I don't think anything is wrong with you. I've talked with lots of friends (devs and not), who have noticed their attentions have changed over time. I don't think it's causation that your attention has eroded with the rise of social media, just a correlation from the times you happen to live in. I suspect people in the 50's lamented vinyl eroding their ability to practice music for hours on end.

I think the ability to concentrate on one task singularly is really a gift the young get. I can't think of a single friend who has ever said it has gotten better over time. Enjoy the positive changes that come with age though. The ability to reason more objectively, the ability to control your emotions, the ability handle defeat and disappointment with grace, and the ability to plan larger things. Your body and mind change with age.


Everyone ages cognitively at a different rate, but unless you're approaching 70, which I doubt, that loss of ability to concentrate you're experiencing is unlikely to be physical. If you're under 30 and you're feeling you've already lost significant ability to concentrate you probably want to do a deep rethink on how you allow web/mobile/social media/etc to impact you. It's hard to cut back, because those distractions are an actual addiction.

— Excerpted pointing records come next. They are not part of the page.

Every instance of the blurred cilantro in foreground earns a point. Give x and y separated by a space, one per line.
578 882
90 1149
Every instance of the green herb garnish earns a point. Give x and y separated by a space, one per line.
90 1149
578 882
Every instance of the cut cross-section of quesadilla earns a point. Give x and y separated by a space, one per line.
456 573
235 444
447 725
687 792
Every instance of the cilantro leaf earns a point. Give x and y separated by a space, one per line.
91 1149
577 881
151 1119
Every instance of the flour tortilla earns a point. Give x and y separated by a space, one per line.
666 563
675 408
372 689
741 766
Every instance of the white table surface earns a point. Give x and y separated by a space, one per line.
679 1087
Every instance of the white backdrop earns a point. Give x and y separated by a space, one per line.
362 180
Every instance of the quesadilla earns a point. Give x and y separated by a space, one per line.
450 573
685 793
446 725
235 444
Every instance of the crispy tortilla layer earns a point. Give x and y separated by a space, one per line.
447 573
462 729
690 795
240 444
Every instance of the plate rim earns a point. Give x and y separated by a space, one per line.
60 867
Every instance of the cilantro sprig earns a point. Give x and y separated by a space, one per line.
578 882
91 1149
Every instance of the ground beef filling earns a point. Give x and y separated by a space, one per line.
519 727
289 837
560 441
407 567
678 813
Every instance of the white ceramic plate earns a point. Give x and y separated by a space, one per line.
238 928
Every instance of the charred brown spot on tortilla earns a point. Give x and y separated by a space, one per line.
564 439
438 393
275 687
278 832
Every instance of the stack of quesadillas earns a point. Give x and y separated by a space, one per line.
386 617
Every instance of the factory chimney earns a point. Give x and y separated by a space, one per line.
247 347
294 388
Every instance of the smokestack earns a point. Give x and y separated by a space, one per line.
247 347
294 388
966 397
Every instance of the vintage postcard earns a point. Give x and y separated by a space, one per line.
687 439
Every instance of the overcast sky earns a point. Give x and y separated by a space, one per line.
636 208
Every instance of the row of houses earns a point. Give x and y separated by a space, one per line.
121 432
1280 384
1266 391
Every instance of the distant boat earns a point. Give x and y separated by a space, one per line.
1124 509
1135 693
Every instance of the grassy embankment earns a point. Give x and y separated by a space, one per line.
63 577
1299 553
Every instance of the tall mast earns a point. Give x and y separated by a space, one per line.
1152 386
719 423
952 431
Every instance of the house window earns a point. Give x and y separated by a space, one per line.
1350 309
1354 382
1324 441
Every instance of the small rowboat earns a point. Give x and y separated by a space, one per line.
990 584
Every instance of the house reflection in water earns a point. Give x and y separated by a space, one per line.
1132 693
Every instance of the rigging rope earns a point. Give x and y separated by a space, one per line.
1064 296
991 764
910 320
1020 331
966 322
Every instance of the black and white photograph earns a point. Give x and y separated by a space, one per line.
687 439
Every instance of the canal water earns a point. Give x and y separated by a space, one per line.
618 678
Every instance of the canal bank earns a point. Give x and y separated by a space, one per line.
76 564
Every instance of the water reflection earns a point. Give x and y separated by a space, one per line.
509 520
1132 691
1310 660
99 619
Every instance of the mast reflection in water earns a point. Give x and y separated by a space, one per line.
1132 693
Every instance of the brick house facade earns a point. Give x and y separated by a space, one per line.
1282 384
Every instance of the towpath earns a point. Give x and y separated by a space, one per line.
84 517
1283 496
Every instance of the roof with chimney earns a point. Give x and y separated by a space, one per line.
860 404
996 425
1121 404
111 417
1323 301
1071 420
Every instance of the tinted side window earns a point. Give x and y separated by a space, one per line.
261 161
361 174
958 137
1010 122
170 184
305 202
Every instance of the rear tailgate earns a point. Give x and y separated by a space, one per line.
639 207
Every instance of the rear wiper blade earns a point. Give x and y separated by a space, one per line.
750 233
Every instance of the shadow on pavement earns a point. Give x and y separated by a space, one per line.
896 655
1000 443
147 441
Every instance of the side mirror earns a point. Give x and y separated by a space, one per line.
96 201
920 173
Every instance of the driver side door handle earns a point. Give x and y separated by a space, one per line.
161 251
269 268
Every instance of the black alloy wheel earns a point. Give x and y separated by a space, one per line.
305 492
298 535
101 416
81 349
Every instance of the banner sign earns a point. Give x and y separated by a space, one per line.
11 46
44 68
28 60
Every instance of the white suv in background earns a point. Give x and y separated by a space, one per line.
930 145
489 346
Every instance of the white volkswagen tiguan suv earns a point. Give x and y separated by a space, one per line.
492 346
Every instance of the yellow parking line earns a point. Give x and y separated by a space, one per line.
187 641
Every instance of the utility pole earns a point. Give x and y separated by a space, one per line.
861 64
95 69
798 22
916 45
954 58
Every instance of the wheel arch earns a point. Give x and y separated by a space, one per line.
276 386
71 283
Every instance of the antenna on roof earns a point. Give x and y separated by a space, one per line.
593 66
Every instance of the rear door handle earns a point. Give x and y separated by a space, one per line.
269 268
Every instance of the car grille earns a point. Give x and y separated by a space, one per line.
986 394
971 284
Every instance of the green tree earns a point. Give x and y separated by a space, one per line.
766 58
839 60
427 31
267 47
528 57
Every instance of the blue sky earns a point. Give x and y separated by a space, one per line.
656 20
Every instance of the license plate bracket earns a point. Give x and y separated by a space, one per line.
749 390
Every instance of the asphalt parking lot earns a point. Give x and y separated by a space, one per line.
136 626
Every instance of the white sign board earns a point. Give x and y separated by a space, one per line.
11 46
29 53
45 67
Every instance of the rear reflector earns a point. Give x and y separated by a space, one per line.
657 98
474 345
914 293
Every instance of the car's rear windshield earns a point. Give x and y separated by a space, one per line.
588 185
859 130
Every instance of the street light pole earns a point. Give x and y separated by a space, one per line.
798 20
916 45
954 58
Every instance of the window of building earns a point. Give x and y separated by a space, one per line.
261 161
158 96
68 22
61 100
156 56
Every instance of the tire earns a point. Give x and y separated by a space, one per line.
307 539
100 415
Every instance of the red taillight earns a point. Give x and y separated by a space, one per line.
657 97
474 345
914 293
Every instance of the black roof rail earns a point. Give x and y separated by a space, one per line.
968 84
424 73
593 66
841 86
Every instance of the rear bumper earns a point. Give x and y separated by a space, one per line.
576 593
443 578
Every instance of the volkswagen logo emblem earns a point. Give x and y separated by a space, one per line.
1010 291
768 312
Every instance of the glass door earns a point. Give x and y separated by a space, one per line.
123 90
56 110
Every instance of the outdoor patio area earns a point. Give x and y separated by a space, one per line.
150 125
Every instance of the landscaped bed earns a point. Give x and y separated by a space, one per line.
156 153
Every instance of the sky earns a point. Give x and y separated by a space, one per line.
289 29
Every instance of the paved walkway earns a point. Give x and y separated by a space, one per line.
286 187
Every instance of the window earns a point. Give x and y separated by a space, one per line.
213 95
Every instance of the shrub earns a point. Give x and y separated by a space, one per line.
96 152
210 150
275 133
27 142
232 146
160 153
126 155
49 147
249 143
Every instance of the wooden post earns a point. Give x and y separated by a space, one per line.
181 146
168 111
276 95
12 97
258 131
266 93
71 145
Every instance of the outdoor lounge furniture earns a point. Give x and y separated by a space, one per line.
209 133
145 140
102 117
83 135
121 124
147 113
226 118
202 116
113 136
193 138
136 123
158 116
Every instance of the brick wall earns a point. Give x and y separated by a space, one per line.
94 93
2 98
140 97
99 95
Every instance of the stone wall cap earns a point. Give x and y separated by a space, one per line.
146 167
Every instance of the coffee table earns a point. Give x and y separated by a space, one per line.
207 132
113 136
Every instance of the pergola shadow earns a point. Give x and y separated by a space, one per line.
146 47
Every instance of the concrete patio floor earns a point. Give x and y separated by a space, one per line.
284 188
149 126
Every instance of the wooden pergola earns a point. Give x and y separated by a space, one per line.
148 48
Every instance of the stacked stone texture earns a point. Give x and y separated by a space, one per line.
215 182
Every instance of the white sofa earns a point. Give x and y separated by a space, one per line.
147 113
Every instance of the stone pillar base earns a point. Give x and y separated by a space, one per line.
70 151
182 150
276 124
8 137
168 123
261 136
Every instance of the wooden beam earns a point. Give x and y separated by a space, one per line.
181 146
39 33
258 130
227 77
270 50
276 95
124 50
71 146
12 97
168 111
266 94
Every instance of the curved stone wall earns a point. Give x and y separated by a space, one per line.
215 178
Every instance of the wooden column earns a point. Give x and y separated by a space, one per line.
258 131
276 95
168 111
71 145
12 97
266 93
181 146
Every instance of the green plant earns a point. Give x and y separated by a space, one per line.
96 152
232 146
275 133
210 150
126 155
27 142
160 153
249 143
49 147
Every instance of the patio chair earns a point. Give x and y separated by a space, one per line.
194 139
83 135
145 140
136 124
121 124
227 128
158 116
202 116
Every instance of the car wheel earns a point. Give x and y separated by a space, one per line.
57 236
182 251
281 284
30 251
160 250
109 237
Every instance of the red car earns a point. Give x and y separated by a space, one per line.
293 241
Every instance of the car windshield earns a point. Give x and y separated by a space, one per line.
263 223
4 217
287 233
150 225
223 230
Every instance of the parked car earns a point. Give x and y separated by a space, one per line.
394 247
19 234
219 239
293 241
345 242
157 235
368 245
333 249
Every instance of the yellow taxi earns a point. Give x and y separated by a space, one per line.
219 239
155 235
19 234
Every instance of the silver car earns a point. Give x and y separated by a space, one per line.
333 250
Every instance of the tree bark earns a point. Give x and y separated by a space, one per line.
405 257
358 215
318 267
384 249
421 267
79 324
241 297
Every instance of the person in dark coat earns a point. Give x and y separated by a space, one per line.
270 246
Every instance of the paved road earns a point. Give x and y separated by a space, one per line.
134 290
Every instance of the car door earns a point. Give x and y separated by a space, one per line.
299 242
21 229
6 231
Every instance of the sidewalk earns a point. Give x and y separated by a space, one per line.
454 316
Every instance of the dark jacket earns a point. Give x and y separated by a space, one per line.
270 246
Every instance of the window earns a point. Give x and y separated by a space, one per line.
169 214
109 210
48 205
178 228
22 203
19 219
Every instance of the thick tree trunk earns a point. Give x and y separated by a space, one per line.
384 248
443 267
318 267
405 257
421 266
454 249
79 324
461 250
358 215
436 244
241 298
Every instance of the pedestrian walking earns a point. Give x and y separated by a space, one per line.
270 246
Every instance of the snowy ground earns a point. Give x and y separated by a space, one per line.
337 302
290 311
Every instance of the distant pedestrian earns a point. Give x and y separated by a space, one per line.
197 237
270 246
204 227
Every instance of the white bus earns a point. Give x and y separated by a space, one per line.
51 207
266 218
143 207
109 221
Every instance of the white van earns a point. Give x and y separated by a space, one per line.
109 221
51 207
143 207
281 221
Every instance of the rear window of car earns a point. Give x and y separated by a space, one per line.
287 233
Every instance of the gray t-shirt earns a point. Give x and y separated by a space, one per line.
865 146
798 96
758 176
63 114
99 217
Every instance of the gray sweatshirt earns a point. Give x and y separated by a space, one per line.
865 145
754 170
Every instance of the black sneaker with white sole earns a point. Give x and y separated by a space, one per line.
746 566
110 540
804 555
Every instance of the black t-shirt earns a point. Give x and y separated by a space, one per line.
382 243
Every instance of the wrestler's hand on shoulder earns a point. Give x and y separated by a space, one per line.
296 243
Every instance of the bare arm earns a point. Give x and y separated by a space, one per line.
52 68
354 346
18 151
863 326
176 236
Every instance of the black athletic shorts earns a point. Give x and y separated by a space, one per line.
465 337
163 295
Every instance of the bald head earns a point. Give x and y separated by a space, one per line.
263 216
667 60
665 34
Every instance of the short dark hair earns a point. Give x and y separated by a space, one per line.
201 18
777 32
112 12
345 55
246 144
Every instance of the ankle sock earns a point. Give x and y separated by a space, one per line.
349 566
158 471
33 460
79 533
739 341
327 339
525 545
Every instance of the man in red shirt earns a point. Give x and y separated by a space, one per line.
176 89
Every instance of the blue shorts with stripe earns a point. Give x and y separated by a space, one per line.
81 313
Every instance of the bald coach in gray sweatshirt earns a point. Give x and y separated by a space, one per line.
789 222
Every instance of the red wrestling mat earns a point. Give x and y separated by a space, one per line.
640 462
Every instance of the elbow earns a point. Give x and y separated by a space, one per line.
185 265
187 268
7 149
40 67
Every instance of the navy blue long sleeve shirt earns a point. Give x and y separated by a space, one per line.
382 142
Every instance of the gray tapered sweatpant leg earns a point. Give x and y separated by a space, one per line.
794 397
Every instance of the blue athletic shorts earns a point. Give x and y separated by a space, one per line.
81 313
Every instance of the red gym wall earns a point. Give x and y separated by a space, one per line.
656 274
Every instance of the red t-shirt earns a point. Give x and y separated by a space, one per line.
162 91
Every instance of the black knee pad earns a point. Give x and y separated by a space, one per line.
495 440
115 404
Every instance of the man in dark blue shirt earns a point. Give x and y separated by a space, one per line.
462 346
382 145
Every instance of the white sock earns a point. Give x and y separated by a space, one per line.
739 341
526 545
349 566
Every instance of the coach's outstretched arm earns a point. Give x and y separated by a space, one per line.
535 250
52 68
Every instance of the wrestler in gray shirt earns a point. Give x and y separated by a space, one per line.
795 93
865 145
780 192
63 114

Thanks for this post. It's really comforting as a young adult.


I'm working through a mindfulness meditation book (The Mindfulness Prescription for Adult ADHD: http://www.amazon.com/gp/product/1590308476/ref=as_li_tl?ie=... ) which helps me regain some of the focus that I feel as though I've lost. I've been at it for about two days, and I feel as though I've been helped a huge amount-- I bet it'll be helpful for others, even if they don't have ADHD, as it offers a lot of tools to address the constant zig-zagging of attention resulting from our super-stimulated environment.

If meditation practices fail at helping improve your focus, there's always stimulants. I enjoy brewing up the beans from Stumptown.


Try something as follows:

First, don't worry too much if you think your attention and focus is not good or it's getting worse because this act of (constant) worrying itself keeps you in the very same (worry) loop you want to avoid/escape at the very first place. Just keep in mind, an average amount of lack of attention is common as it happens to most of us because of our aging, work, life style, and the environment (both real and digital). Try to avoid doing unnecessary tasks as much as you can and don't push yourselves too hard. Focus on the progress and not the results alone to improve your chances.

Second, exercise and meditate besides having good sleep and a balanced diet (this part is pretty common advice as most of us already know about it). In addition, I would suggest you also include some sports performance psychology books in your reading list as they often contain some really good applied research to improve the performance of professional sport-man. I think, in some way, a technical (or business) person is not very different from those sport-men when it comes to attention, focus and performing under pressures in work/business settings. The visible aspects of tasks and their execution (a sport-man and technical/business person perform) are different but the mental aspects of these tasks are very similar to those tasks one has to carry out in a technical/business context.

Last, you can consider counseling and more serious help, if above-mentioned self-help methods doesn't work in your case. Most of the time we don't need to think about this step if we keep working on the first two points regularly unless we've some strong evidence that we must consider this last step.

---

Note:

I'm not an expert in any mental health and performance related field (like psychology etc.). I'm just a normal technical person like most of other HN community member.


Set some increasingly harder concentration and focus targets. Try to achieve these targets when you are not tired, i.e. not when you come back from work. It's not just social networks btw. The fact that we imprison our children in home does not help with our ability to concentrate either.


Start reading books. Find something you like and with practice you'll find that you can recover your focus.